Fuliggine
fu-lìg-gi-ne
Significato Particolato carbonioso, che appare e si deposita come residuo di polvere nera e untuosa, prodotto da combustioni incomplete
Etimologia dal latino fuligo ‘fuliggine’, da una radice proto-italica fuli-, cioè ‘fumo’, di origine indoeuropea.
Parola pubblicata il 03 Ottobre 2021
Il grande poeta e artista inglese William Blake ha dedicato due poesie, capolavori pietosamente struggenti, a delle figurine che si aggiravano sui tetti della Londra vittoriana, piccole e magre, col capino rasato e i poveri vestiti neri di sporcizia.
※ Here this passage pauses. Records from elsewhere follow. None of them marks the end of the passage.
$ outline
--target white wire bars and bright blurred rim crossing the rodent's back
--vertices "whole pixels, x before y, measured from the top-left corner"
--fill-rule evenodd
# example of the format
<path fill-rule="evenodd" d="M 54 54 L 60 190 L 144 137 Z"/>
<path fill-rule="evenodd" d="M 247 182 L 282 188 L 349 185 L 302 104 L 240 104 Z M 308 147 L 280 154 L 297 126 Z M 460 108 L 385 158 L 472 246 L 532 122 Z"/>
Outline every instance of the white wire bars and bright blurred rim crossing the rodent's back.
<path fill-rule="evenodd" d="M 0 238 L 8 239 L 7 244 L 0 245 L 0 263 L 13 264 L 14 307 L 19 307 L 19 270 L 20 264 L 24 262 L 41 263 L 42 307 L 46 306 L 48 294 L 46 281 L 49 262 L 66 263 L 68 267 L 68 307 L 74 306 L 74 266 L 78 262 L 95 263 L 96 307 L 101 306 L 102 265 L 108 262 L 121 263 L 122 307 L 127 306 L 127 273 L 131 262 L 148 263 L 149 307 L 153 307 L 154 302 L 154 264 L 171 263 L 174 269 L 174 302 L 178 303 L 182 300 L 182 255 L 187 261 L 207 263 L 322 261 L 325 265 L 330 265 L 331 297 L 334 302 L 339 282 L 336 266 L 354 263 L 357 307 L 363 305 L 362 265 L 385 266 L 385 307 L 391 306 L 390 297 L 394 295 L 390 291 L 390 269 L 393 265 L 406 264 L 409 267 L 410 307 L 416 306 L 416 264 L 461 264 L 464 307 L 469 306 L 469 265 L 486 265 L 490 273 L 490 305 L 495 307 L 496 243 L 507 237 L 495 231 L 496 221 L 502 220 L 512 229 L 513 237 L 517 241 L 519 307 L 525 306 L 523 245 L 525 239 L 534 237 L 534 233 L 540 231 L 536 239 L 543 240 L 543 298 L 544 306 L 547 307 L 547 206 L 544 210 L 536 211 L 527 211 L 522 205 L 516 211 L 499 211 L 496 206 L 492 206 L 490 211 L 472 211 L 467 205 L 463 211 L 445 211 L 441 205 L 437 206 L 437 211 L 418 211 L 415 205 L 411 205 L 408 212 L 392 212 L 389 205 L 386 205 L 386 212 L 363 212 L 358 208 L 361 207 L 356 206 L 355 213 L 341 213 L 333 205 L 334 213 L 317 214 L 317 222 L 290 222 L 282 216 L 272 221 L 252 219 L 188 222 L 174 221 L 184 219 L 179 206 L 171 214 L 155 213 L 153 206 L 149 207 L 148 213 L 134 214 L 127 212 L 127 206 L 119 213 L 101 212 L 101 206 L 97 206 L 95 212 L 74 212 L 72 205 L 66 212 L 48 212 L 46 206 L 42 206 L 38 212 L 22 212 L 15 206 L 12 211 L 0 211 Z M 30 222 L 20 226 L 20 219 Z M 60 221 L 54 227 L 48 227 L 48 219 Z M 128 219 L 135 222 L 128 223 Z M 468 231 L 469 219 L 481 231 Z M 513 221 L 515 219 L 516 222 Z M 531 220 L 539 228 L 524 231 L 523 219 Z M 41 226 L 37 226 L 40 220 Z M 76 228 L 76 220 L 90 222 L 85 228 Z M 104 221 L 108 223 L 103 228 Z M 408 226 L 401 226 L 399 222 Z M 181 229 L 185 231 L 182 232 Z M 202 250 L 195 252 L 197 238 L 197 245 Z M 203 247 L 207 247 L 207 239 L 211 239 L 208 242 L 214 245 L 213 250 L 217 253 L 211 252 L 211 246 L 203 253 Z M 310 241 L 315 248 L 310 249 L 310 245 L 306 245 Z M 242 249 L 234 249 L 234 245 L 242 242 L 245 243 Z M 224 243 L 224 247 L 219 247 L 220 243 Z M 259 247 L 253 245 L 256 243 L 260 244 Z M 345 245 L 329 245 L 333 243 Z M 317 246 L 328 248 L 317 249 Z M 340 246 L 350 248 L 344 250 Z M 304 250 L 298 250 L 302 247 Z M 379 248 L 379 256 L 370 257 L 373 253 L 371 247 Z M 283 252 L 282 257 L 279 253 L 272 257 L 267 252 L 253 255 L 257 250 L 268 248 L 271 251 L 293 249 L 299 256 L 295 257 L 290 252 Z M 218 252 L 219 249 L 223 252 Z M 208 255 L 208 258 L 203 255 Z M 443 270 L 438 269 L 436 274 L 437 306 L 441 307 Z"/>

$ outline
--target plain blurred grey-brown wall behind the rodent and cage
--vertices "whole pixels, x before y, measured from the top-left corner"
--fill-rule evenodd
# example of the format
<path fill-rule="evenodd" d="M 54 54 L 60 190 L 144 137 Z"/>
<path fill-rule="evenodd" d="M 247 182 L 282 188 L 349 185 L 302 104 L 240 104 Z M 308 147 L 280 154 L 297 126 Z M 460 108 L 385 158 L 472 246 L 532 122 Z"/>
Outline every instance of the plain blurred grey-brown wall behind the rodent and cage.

Erano i cosiddetti chimney sweepers, gli spazzacamini, bambini abbandonati dai genitori che per mantenersi facevano uno dei lavori più ingrati e insalubri, strizzandosi negli stretti condotti dei camini, pulendoli, raschiandoli, respirando fumo e fuliggine.
‘Fuliggine’ è un termine che oggi suona un po’ ricercato: è normalmente distante, appartiene ad un tempo perduto e che forse sa di festa, sa di camino acceso a Natale e di caldarroste sul fuoco (e non ci evoca i chimney sweepers). Per secoli, invece, questa sostanza volatile prodotta dalla combustione della legna nei focolari domestici e non solo, è stata compagna costante e quotidiana della vita umana e delle fatiche del lavoro, depositandosi sulle cose col suo nerume vellutato, incastrandosi nelle rughe dei volti, nelle linee delle mani, sotto le unghie, marcando con la sua spietata leggerezza il tempo che passa e le stagioni che si ammassano. Ad esempio è più che plausibile che l’atrio, grande stanza il cui nome giunge fino a noi dall’atrium romano, sia scaturito dal latino ater, cioè atro, nero di fuliggine — in quanto in origine stanza del fuoco.
La parola ‘fuliggine’ ha un suono nebbioso, misterioso, insieme scuro e sottile. La sua origine è nella latina fuligo che nasce da una radice protoitalica, col significato di ‘fumo’. Sebbene sia una parola concreta, legata alle faccende domestiche d’un tempo e ad un vivere che esiste sempre meno, possiamo incontrarla nella casa di campagna, e allora rimproveriamo i bambini per aver fatto un gran pasticcio con la fuliggine, o chiederemo una mano agli amici per pulire il camino se non vogliamo mangiare pane e fuliggine a pranzo.
Ma non solo: come può accadere poeticamente con le parole che significano le cose più semplici, anche se avviate sulla china dell’oblio, possiamo menarla verso lidi più astratti e freschi, meno battuti; e allora deploreremo l’amico il cui giudizio è obnubilato da teorie fuligginose e bislacche, cercheremo di osservare la situazione con distacco senza farci soffocare dalla fuliggine della paura, noteremo come su un ricordo si sia depositata una fuliggine di malinconia, e ci viene da svenire a quello sguardo intenso e nero come la fuliggine.